/healthcheck endpoint should check for Elasticsearch availability #487

aldenstpage · 2020-05-06T18:45:48Z

During deployments, our load balancer repeatedly polls the /healthcheck endpoint to check that the server is reachable. If this check succeeds, the newly deployed instance starts receiving production traffic. Right now, if Elasticsearch is not responsive, /healthcheck will still return 200 OK.

The healthcheck endpoint should check the health of the image index in Elasticsearch using the cluster health API. If it is unavailable, return error 500. Log an informative message explaining why the healthcheck failed.

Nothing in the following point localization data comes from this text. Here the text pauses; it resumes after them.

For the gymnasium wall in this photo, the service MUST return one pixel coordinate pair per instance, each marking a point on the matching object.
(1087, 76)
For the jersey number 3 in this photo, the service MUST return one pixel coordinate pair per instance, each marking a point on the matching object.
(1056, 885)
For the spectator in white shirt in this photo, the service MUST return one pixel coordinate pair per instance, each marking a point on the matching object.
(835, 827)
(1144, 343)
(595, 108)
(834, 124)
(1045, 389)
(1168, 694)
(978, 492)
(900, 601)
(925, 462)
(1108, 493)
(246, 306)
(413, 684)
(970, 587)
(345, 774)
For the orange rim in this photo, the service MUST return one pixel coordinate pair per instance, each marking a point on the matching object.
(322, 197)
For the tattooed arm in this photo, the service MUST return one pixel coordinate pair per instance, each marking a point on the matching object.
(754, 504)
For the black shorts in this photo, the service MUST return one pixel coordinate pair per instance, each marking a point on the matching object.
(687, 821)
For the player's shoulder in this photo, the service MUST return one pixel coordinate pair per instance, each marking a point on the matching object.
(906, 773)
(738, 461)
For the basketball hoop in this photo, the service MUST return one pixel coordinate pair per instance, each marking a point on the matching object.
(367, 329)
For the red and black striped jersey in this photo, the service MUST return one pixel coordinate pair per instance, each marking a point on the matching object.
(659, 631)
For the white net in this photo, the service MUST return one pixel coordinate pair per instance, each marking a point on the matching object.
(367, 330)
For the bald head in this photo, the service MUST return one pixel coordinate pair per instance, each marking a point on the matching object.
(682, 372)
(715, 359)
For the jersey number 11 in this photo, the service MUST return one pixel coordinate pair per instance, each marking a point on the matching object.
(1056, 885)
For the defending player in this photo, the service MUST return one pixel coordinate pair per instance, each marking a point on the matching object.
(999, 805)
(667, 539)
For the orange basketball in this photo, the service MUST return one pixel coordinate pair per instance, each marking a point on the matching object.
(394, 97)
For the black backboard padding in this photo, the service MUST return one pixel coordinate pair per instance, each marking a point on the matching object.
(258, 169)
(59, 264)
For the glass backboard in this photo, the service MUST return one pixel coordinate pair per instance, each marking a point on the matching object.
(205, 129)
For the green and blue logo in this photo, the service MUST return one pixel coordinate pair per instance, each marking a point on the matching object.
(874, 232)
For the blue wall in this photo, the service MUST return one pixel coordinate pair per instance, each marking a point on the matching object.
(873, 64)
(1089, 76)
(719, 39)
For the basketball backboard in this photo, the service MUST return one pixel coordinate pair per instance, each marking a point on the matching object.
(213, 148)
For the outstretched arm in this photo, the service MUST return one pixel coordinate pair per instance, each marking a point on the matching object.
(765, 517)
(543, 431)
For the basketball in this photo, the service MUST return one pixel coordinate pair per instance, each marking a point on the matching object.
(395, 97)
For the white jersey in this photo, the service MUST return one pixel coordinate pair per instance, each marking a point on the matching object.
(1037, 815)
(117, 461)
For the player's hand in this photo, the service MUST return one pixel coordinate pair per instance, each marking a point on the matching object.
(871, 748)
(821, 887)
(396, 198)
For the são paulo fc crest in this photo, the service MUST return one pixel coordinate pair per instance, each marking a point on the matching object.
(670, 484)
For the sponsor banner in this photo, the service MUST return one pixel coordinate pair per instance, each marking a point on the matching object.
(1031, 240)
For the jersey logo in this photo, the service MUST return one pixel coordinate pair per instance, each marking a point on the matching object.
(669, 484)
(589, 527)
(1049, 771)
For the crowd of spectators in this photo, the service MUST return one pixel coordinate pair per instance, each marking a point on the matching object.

Because the healthcheck endpoint may be called many times, and Elasticsearch calls are not free, we should cache the response of Elasticsearch for up to 10 seconds per call.

The text was updated successfully, but these errors were encountered:

madewithkode · 2020-05-08T13:47:52Z

Hi Alden, this looks interesting, I'd love to work on it.

madewithkode · 2020-05-08T14:54:24Z

Hi Alden in order to check the health of the image index in the /healthcheck view, I'm trying to use the urllib's urlopen() method to make a request to Elasticsearch's cluster API this way:

cluster_response = urlopen('http://0.0.0.0:8000/_cluster/health/image')

However, I keep getting a 404. Is there something I'm doing wrong?

madewithkode · 2020-05-08T16:44:25Z

Hi Alden in order to check the health of the image index in the /healthcheck view, I'm trying to use the urllib's urlopen() method to make a request to Elasticsearch's cluster API this way:

cluster_response = urlopen('http://0.0.0.0:8000/_cluster/health/image')

However, I keep getting a 404. Is there something I'm doing wrong?

Figured this, didn't know elastic search was running on a seperate host/port :)

aldenstpage · 2020-05-08T20:06:34Z

That's great!

It would be best to use the equivalent elasticsearch-py or elasticsearch-dsl query instead of making direct calls to the REST API (you can get an instance of the connection to Elasticsearch from search_controller.py). Here's an example for getting the cluster health; there ought to also be a way to narrow the query to the image index.

madewithkode · 2020-05-09T08:48:02Z

Alright...would look at the suggestion.

…

On Fri, May 8, 2020, 21:06 Alden S Page ***@***.***> wrote: It would be best to use the equivalent elasticsearch-py query instead of making direct calls to the REST API. Here's <https://discuss.elastic.co/t/how-to-get-cluster-health-using-python-api/25431> an example for getting the cluster health; there ought to also be a way to narrow the query to the image index. — You are receiving this because you commented. Reply to this email directly, view it on GitHub <#487 (comment)>, or unsubscribe <https://github.com/notifications/unsubscribe-auth/AGFLMYA5WLAQPO5GYZNX5BTRQRQ5RANCNFSM4M2V5EKA> .

madewithkode · 2020-05-09T19:22:18Z

Update:

I've successfully managed to query the health of the entire cluster, using the Elasticsearch connection instance gotten from search_controller.py. However when i try to limit the health check to just the image index, the request never resolves and continues to run forever with no response. And when i try to specify a timeout for the request, i get an "Illegal argument exception" even though timeout is a valid kwarg referenced in the API docs.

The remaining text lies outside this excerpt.